A rotina dos pescadores se estende até à noite, e o cansaço é companhia constante. Puxar as redes com os pescados geralmente leva até três horas, exige resistência física e emocional. Com a instabilidade das marés, Josi persiste, e enfrenta os desafios do mar aberto, provando que as águas da pesca não têm gênero.

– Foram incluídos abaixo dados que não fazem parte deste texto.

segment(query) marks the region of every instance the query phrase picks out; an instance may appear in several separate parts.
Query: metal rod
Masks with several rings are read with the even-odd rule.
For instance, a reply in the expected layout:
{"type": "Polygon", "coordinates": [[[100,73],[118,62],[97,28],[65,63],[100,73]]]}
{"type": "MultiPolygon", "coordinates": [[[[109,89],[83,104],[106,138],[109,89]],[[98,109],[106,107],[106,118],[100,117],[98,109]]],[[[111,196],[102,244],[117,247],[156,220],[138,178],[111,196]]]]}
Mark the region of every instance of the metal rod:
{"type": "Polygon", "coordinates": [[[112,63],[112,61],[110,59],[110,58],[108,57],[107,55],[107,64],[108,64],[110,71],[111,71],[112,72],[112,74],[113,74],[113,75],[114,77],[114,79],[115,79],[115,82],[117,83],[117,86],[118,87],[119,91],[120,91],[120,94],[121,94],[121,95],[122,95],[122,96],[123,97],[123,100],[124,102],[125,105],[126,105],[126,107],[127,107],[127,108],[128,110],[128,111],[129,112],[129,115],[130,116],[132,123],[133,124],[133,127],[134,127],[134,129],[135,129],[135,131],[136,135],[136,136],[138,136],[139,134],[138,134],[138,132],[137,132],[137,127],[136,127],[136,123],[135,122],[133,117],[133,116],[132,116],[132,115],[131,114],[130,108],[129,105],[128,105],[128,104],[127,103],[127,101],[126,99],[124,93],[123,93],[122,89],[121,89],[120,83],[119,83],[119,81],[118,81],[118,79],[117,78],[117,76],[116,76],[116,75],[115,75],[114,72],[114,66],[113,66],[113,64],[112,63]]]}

“Por mais que a vista seja bonita, o trabalho é pesado”, afirma a guerreira, como é apelidada pelos pescadores da região. Para ela, as atividades desgastantes, atreladas aos acidentes em alto mar, são fatores determinantes na dificuldade da profissão. “O pescador passa por muitos desafios. É tempestade, maresia, frio e exposição diária ao sol. Exige força”, conta enquanto mostra a cicatriz no braço causada pelo anzol.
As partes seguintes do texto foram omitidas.